A few years ago, I met a man who seemed pretty amazing at first. Turns out most of the things he had said to me were lies to entice me and draw me in. He was manipulative and abusive. It was all about his wants and that led to him raping me. He was supposed to my boyfriend; a man who was supposed to love and care about me, but he only loved and cared about himself. He was selfish and nothing was ever his fault.
I was never the same after that. It’s taken a lot just to get to this point. I had told myself that I was fine, but there had been a lot of darkness buried deep inside. It wasn’t until I met my Dom that I could see how it still impacted me. I really am grateful for my Dom and that he’s been there for me even with the load of emotional baggage I carry around.
I think from the outside, the BDSM world can come off as abusive. While there definitely is some serious abuse in some Dom/sub relationships, a “healthy” relationship doesn’t cause that sort of emotional trauma. In sadomasochism, the Sadist is aroused by inflicting pain and the masochist is aroused by receiving pain. Some believe that sadomasochism is associated with mental illness. Kinky play is not something new; it’s just a little more mainstream today. Ever since the 50 Shades series, more people have been open to talking about their kinks. However, not everyone understands what a true Dom/sub relationship should look like as that series portrays a very inaccurate version of BDSM.
The 50 Shades series depicts what could really be considered abuse. While the main character did eventually agree to being a sub, she was naive as to what she was getting herself into. I think there should be informed consent, meaning you know and understand exactly what you’re walking into.

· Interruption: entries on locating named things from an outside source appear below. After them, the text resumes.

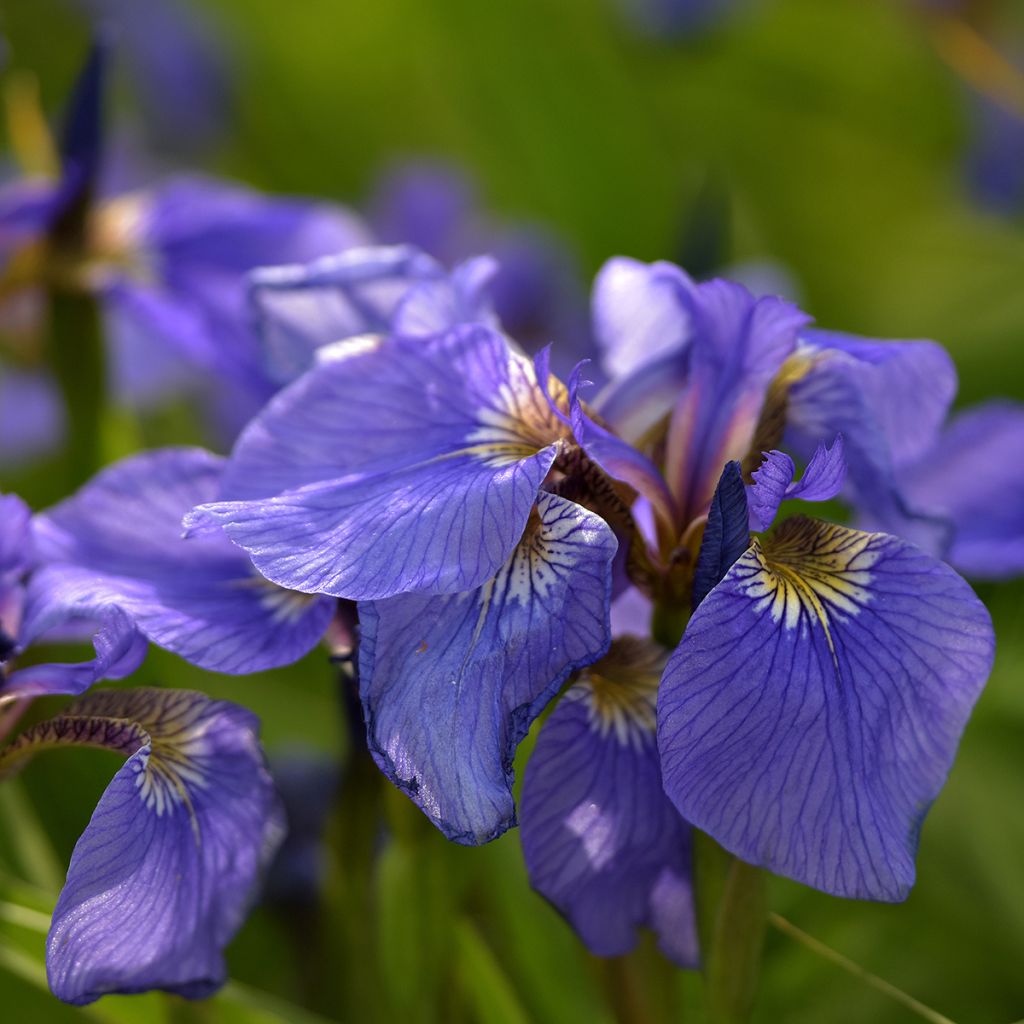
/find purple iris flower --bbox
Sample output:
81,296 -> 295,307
0,495 -> 145,704
618,0 -> 736,39
190,325 -> 616,843
186,249 -> 992,965
0,491 -> 283,1005
249,246 -> 498,385
370,162 -> 591,373
594,259 -> 1024,578
0,366 -> 65,467
0,48 -> 368,436
18,449 -> 336,674
0,688 -> 284,1006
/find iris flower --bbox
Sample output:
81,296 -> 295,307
187,249 -> 999,964
0,45 -> 369,436
0,496 -> 284,1005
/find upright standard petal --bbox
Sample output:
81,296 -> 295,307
746,435 -> 846,530
521,637 -> 697,967
592,256 -> 693,378
359,493 -> 616,844
0,602 -> 146,706
189,327 -> 568,600
786,331 -> 956,549
0,688 -> 284,1006
665,280 -> 808,526
864,401 -> 1024,580
249,246 -> 444,383
30,449 -> 336,674
657,518 -> 993,900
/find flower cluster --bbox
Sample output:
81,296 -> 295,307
0,37 -> 1024,1004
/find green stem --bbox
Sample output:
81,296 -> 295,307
49,289 -> 106,488
694,831 -> 768,1024
768,913 -> 953,1024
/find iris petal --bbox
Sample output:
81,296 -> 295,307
4,688 -> 283,1006
746,435 -> 846,530
27,449 -> 335,673
189,327 -> 566,600
521,638 -> 697,967
359,494 -> 616,843
249,246 -> 444,383
658,518 -> 993,900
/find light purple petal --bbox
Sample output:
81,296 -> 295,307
32,449 -> 335,674
657,518 -> 993,901
196,327 -> 565,600
0,367 -> 65,467
786,331 -> 956,550
249,246 -> 444,383
520,641 -> 697,967
0,688 -> 284,1006
899,402 -> 1024,580
665,280 -> 808,525
0,606 -> 146,705
359,493 -> 616,843
746,435 -> 846,530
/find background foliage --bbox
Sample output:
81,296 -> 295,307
0,0 -> 1024,1024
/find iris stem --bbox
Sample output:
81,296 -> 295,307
49,289 -> 106,489
768,913 -> 954,1024
693,829 -> 768,1024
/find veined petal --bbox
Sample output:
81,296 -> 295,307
665,280 -> 808,525
0,688 -> 284,1006
785,331 -> 956,550
0,606 -> 146,705
249,246 -> 444,383
359,493 -> 616,844
27,449 -> 335,674
746,435 -> 846,530
195,327 -> 567,600
657,518 -> 993,900
892,401 -> 1024,580
520,637 -> 697,967
535,356 -> 675,526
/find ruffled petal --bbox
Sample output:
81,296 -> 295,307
27,449 -> 335,674
520,638 -> 697,967
196,327 -> 567,600
249,246 -> 444,383
786,331 -> 956,550
746,435 -> 846,530
359,493 -> 616,844
0,688 -> 284,1006
657,518 -> 993,900
665,280 -> 811,525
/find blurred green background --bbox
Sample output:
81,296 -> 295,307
0,0 -> 1024,1024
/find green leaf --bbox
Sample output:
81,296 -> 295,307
694,829 -> 768,1024
455,918 -> 536,1024
0,779 -> 65,894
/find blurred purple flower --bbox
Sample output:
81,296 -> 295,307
370,163 -> 590,375
68,0 -> 231,150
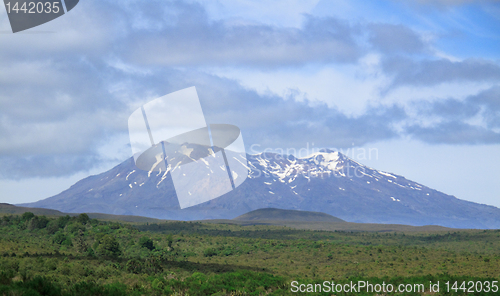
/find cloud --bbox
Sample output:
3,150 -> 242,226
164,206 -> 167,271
124,10 -> 362,68
368,23 -> 426,54
382,56 -> 500,87
405,86 -> 500,145
0,0 -> 500,178
406,121 -> 500,145
408,0 -> 498,7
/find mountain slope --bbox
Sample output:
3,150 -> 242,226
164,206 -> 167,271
20,151 -> 500,228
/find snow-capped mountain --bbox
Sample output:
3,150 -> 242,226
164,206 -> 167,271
23,151 -> 500,228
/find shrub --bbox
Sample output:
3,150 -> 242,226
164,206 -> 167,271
96,234 -> 122,257
139,236 -> 155,251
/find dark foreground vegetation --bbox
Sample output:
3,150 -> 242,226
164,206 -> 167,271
0,212 -> 500,296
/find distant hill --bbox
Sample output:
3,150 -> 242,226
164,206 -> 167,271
233,208 -> 345,222
0,203 -> 65,216
20,150 -> 500,229
0,203 -> 165,223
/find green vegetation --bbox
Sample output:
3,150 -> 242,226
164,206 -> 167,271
0,212 -> 500,295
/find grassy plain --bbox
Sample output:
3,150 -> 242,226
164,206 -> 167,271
0,213 -> 500,295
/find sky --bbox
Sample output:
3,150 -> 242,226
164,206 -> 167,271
0,0 -> 500,207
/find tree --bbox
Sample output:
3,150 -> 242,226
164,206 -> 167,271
139,236 -> 155,251
21,212 -> 35,221
96,234 -> 122,257
76,213 -> 90,225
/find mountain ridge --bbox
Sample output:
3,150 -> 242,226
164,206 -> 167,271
19,150 -> 500,228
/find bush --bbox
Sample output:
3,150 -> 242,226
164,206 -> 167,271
139,236 -> 155,251
96,234 -> 122,257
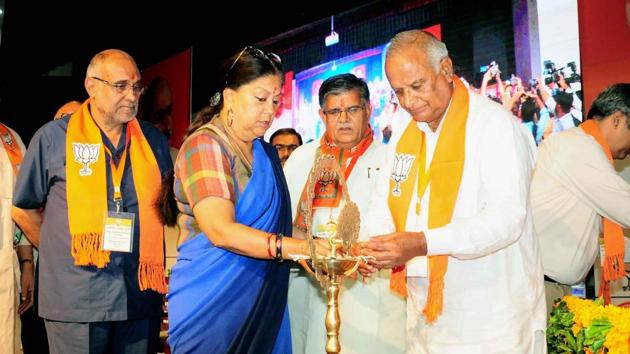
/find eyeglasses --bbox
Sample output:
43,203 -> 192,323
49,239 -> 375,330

If there is no consent, then it’s not play, it’s abuse and sometimes even actual rape.
In my relationship with my ex, I did not give consent to any of the abuse or the sexual assault. In fact, what he did was the one thing I explicitly said I did not want. I did not want anal and yet he pinned me down and forced himself on me. That led to physical injury and illness in which I had to go to the hospital for.
When I first started subbing for my Dom, one of my more sexually crazy friends warned me about being manipulated. It wouldn’t just apply to a Dom/sub relationship, but any relationship in general. What I really appreciate about the relationship I have with my Dom is that there is a lot of honesty and trust. He’s not pretending to be something he’s not and he hasn’t manipulated me in anyway.
With my Dom, all things I have done have been of my own free will. Yes, I have broken limits for him, but it wasn’t something he pressured me into doing. He’s been rather patient with me and I broke those limits out of a need to please him. There are some hard limits that I will never break like incest because that’s absolutely disgusting and I’m not that morally degenerate, but I think that’s a reasonable limit.
My ex tore me down. While many people, who base their views on BDSM off of the 50 Shades series, may think that’s how a Dom operates, it’s definitely not the case. Yes, there is degradation and humiliation, if that’s your thing. However, there is more to a Dom/sub relationship than just playtime. What most people don’t realize is the time spent just having conversation and getting to know each other. It’s in those times outside of play that trust is built. My Dom and I may not play everyday, but we do communicate with each other on a daily basis. Outside of play, he is very supportive and encouraging. It’s a relationship in which I’ve been built up. He’s helped me regain the confidence I had lost.
The girl I once was may have died when my ex put me through hell, but you, Sir, have helped me come back to life as a better woman and I am forever in your debt.